Wtorek, 25 marca 2025 r. 
REKLAMA

Pierwszy wiosenny weekend w Szczecinie [GALERIA]

Data publikacji: 23 marca 2025 r. 15:08
Ostatnia aktualizacja: 23 marca 2025 r. 16:24
Pierwszy wiosenny weekend w Szczecinie
W pierwszy weekend wiosny szczecinianie wyszli na ulice, aby skorzystać z dobrej pogody. Fot. Agata Jankowska  

Pierwsze dni kalendarzowej wiosny przyniosły słoneczną i ciepłą pogodę zachęcającą do wspólnego spędzania czasu na świeżym powietrzu. W sobotę i niedzielę szczecinianie opanowali najpopularniejsze miejsca rekreacji: parki, lasy, place zabaw, siłownie pod chmurką i wiele innych.

Dwie starsze panie siedzą na ławce w parku im. Stefana Żeromskiego. Wokół spacerowicze, ludzie z psami, młodzież ćwicząca na siłowni.

- Wybieramy się nad morze do Międzyzdrojów i Świnoujścia - zdradzają kobiety zapytane o plany na pierwszy wiosenny weekend. - Niedawno stamtąd wróciłyśmy, ale zaraz jedziemy ponownie. Bardzo lubimy spacery po plaży, a także wypić kawę w kawiarni, posiedzieć, pogadać.

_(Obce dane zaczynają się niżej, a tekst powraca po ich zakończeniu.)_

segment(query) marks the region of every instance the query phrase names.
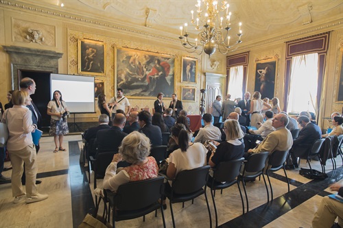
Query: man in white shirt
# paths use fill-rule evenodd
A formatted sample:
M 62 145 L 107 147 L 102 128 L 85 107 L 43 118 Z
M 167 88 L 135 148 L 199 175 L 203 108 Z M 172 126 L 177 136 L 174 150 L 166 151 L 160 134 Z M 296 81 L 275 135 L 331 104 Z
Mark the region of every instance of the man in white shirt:
M 260 127 L 257 130 L 249 129 L 249 133 L 244 136 L 246 151 L 256 147 L 256 140 L 262 141 L 268 135 L 275 131 L 272 125 L 274 114 L 267 111 L 265 114 L 265 121 L 262 124 L 259 123 Z
M 204 114 L 202 116 L 204 120 L 204 128 L 199 130 L 199 133 L 194 140 L 194 142 L 204 143 L 206 140 L 220 140 L 222 133 L 220 129 L 212 124 L 212 115 L 209 113 Z
M 124 111 L 126 116 L 128 116 L 131 106 L 130 106 L 130 102 L 128 99 L 124 97 L 122 88 L 118 88 L 117 89 L 117 97 L 113 97 L 110 100 L 110 103 L 111 105 L 113 105 L 113 109 L 112 110 L 112 119 L 115 117 L 116 112 L 118 110 Z M 128 107 L 127 111 L 126 111 L 126 107 Z

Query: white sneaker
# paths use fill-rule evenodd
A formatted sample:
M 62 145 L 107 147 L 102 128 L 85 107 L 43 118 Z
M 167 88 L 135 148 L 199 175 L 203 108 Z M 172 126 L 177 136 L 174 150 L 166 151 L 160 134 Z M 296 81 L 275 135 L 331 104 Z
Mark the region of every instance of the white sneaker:
M 48 194 L 37 193 L 37 194 L 35 196 L 27 197 L 27 199 L 26 199 L 26 203 L 41 201 L 47 199 L 48 197 L 49 197 Z
M 20 197 L 15 197 L 14 200 L 13 201 L 13 203 L 19 203 L 26 199 L 26 193 L 24 193 L 23 195 Z

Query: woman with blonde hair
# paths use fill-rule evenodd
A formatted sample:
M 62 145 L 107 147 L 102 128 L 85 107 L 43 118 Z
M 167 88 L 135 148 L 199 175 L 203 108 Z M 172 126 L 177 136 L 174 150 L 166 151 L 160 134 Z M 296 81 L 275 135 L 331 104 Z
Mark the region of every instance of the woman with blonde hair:
M 272 107 L 272 112 L 274 113 L 274 114 L 276 115 L 281 112 L 281 110 L 280 110 L 280 105 L 279 105 L 279 98 L 274 97 L 272 99 L 272 103 L 273 104 L 273 107 Z
M 248 114 L 251 114 L 250 126 L 259 128 L 258 122 L 263 121 L 263 116 L 261 112 L 263 109 L 263 106 L 268 109 L 272 108 L 272 106 L 261 99 L 261 93 L 259 91 L 255 91 L 252 95 L 252 100 L 250 102 L 250 110 Z
M 38 193 L 36 186 L 38 167 L 36 148 L 31 133 L 37 129 L 37 126 L 32 123 L 32 113 L 26 107 L 26 105 L 31 105 L 31 101 L 27 92 L 14 91 L 12 98 L 13 107 L 5 111 L 1 120 L 2 123 L 7 123 L 9 131 L 7 149 L 13 168 L 13 203 L 19 203 L 24 200 L 26 200 L 26 203 L 38 202 L 48 197 L 47 194 Z M 21 184 L 24 164 L 27 193 L 23 191 Z
M 221 142 L 209 160 L 211 167 L 215 167 L 222 162 L 239 159 L 244 153 L 244 144 L 241 138 L 244 134 L 237 121 L 228 119 L 224 123 L 224 131 L 226 134 L 226 141 Z

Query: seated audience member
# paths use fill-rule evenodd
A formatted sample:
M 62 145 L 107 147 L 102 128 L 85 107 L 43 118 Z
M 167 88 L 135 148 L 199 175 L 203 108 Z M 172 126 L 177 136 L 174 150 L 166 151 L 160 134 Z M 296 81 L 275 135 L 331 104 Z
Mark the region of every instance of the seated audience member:
M 227 120 L 224 123 L 226 140 L 221 142 L 215 153 L 212 151 L 209 160 L 211 167 L 215 167 L 222 162 L 234 160 L 243 157 L 244 144 L 239 139 L 244 136 L 239 124 L 235 120 Z
M 172 117 L 172 114 L 173 110 L 170 107 L 165 110 L 165 116 L 163 117 L 163 120 L 169 129 L 171 129 L 175 124 L 175 118 Z
M 151 123 L 151 114 L 147 111 L 142 111 L 138 114 L 138 123 L 141 129 L 139 132 L 144 134 L 150 139 L 152 146 L 162 145 L 162 132 L 157 126 Z
M 99 130 L 104 130 L 110 127 L 110 126 L 108 126 L 110 120 L 108 119 L 108 116 L 107 116 L 106 114 L 101 114 L 100 116 L 99 116 L 98 121 L 99 125 L 97 125 L 97 127 L 89 128 L 84 133 L 84 138 L 88 142 L 89 142 L 91 139 L 95 139 L 97 137 L 97 133 Z
M 343 126 L 342 124 L 343 123 L 343 117 L 342 116 L 335 116 L 332 119 L 332 125 L 333 125 L 333 129 L 331 132 L 329 134 L 326 134 L 324 135 L 322 135 L 322 138 L 325 138 L 331 136 L 340 136 L 343 134 Z
M 128 123 L 126 123 L 123 129 L 123 131 L 126 134 L 130 134 L 132 131 L 138 130 L 139 130 L 139 124 L 138 123 L 138 112 L 132 111 L 128 116 Z
M 319 127 L 310 122 L 309 118 L 305 116 L 298 118 L 298 123 L 303 129 L 299 133 L 299 136 L 293 142 L 293 146 L 289 151 L 290 158 L 287 161 L 287 169 L 298 168 L 298 157 L 304 157 L 308 153 L 308 150 L 312 147 L 314 142 L 321 138 L 322 131 Z
M 187 125 L 188 126 L 191 126 L 191 120 L 189 120 L 189 118 L 187 117 L 187 112 L 185 110 L 182 110 L 180 111 L 180 116 L 184 116 L 186 117 L 187 120 Z
M 187 130 L 185 125 L 182 123 L 176 123 L 173 127 L 172 127 L 171 134 L 178 136 L 180 131 L 182 129 Z M 170 137 L 168 144 L 167 145 L 167 156 L 169 157 L 171 153 L 172 153 L 175 150 L 177 150 L 178 148 L 178 145 L 176 142 L 175 142 L 174 138 L 173 137 Z
M 284 114 L 285 115 L 287 115 L 288 117 L 288 124 L 287 125 L 286 127 L 287 129 L 289 131 L 294 130 L 295 129 L 298 129 L 298 122 L 296 120 L 289 116 L 287 115 L 286 112 L 281 112 L 281 113 Z
M 160 127 L 161 132 L 169 132 L 168 127 L 165 125 L 162 114 L 159 112 L 155 112 L 154 115 L 152 115 L 152 124 Z
M 212 125 L 212 114 L 204 114 L 202 120 L 204 127 L 199 130 L 194 142 L 204 143 L 206 140 L 220 140 L 222 132 L 218 127 Z
M 275 131 L 270 133 L 259 144 L 257 148 L 250 149 L 248 153 L 261 153 L 268 151 L 273 153 L 275 151 L 287 151 L 291 149 L 293 144 L 293 138 L 291 132 L 286 128 L 288 123 L 287 115 L 279 113 L 272 120 L 272 126 Z M 244 154 L 248 157 L 248 154 Z
M 97 152 L 118 151 L 121 141 L 128 134 L 121 130 L 125 126 L 126 116 L 121 113 L 116 114 L 113 118 L 113 126 L 97 133 L 96 142 Z
M 239 125 L 246 126 L 246 117 L 241 115 L 241 110 L 239 107 L 235 109 L 235 112 L 238 113 L 238 122 Z
M 155 159 L 148 157 L 150 153 L 150 140 L 144 134 L 133 131 L 125 137 L 119 148 L 119 153 L 115 154 L 107 167 L 104 189 L 115 192 L 123 183 L 156 177 L 158 167 Z M 121 160 L 131 165 L 117 173 L 117 165 Z
M 332 191 L 338 192 L 338 195 L 343 197 L 343 182 L 335 183 L 330 186 Z M 338 225 L 333 224 L 338 218 Z M 343 203 L 324 197 L 312 220 L 313 228 L 343 227 Z
M 274 113 L 267 111 L 265 114 L 265 121 L 263 124 L 259 123 L 261 127 L 257 130 L 249 129 L 249 133 L 244 136 L 246 151 L 256 147 L 256 140 L 262 141 L 268 134 L 275 131 L 272 125 Z M 259 123 L 257 123 L 259 124 Z M 247 148 L 248 147 L 248 148 Z

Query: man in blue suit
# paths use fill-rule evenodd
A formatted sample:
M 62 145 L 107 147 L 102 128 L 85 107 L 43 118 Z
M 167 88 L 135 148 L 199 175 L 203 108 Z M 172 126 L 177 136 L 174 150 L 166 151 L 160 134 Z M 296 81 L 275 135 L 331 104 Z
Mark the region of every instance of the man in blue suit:
M 293 146 L 289 151 L 292 161 L 289 160 L 287 162 L 286 166 L 287 169 L 298 168 L 296 158 L 306 156 L 314 142 L 320 139 L 322 136 L 322 131 L 319 127 L 311 123 L 307 116 L 300 116 L 298 118 L 298 123 L 303 129 L 299 133 L 299 136 L 293 142 Z

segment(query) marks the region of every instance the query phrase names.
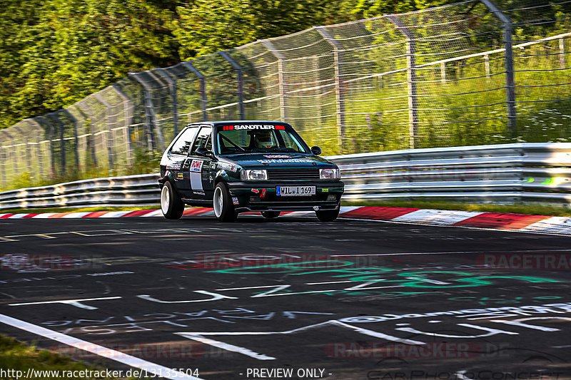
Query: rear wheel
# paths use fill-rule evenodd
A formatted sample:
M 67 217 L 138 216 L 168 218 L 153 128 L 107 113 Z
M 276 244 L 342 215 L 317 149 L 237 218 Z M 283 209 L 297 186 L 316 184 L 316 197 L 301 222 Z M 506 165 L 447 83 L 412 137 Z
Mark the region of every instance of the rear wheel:
M 320 222 L 333 222 L 339 216 L 339 207 L 337 210 L 315 211 L 315 215 Z
M 262 216 L 266 219 L 274 219 L 280 216 L 279 211 L 262 211 Z
M 238 213 L 234 210 L 234 204 L 232 202 L 228 186 L 223 182 L 219 182 L 216 185 L 213 201 L 214 216 L 220 222 L 233 222 L 236 220 Z
M 184 211 L 184 203 L 168 181 L 165 183 L 161 190 L 161 211 L 167 219 L 181 219 Z

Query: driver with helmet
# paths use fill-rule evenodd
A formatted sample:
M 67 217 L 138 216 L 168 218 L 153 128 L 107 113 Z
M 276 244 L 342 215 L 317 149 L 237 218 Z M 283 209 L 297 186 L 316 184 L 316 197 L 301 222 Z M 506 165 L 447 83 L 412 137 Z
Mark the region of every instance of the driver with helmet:
M 271 130 L 261 130 L 254 135 L 256 148 L 271 148 L 276 145 Z

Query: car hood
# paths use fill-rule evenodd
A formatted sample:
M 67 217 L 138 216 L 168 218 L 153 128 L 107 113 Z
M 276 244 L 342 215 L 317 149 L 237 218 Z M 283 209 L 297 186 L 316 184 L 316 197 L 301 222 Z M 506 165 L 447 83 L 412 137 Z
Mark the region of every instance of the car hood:
M 336 165 L 320 157 L 300 153 L 250 153 L 221 156 L 246 168 L 331 168 Z

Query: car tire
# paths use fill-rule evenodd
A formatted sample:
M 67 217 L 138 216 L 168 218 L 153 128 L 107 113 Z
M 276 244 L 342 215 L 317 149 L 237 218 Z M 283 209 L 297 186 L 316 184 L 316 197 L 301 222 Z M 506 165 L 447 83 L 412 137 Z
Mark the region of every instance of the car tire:
M 266 219 L 275 219 L 280 216 L 279 211 L 262 211 L 262 216 Z
M 214 216 L 220 222 L 234 222 L 238 213 L 234 210 L 234 204 L 228 186 L 223 182 L 219 182 L 214 188 L 213 197 Z
M 338 207 L 336 210 L 315 211 L 315 215 L 320 222 L 333 222 L 339 216 L 339 209 L 340 207 Z
M 161 211 L 167 219 L 181 219 L 184 212 L 184 203 L 168 181 L 161 189 Z

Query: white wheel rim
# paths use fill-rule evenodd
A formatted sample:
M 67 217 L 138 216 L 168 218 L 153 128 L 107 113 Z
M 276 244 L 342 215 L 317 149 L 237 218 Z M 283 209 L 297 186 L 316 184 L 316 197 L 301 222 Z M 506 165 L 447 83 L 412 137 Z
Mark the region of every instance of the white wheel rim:
M 166 214 L 168 212 L 168 205 L 171 203 L 171 195 L 168 193 L 168 188 L 166 185 L 163 186 L 163 190 L 161 190 L 161 210 L 163 214 Z
M 222 189 L 216 188 L 214 190 L 214 215 L 216 217 L 220 217 L 222 215 L 222 207 L 224 206 L 224 200 L 222 198 Z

- Odpoczywamy, jak widać. Cieszymy się, że wreszcie przyszła wiosna, możemy w końcu usiąść sobie w parku - mówi mężczyzna spotkany w parku Żeromskiego. - To nasze ulubione miejsce, mieszkamy blisko i kiedy tylko możemy, przychodzimy tutaj i na Wały Chrobrego.

Grupa ludzi z dziećmi przyjechała do Szczecina specjalnie na weekend.

- Jesteśmy z Kostrzyna. Jest super pogoda, tylko trochę wieje - opowiadają.

Jasne Błonia przeżywają oblężenie. Jakaś grupa znajomych robi sobie piknik, przy mobilnych kawiarniach kolejki po rzemieślniczą kawę i ciastka, dwóch piłkarzy trenuje wykonując imponujące ćwiczenia z piłką nożną, inni fotografują się przy krokusach. Dwa francuskie buldożki gonią napędzany zdalnie samochodzik. Wcześniej z niecierpliwością wyczekiwały, aż ich pan go uruchomi. Kilkunastoletnia dziewczynka gra na skrzypcach, a przechodnie wrzucają od czasu do czasu drobne pieniądze do futerału. W pobliskich budkach z lodami też kolejki. Ponad głowami unoszą się bańki mydlane puszczane przez dzieci, nad głowami powiewają balony z helem. Panuje atmosfera festynu i zabawy.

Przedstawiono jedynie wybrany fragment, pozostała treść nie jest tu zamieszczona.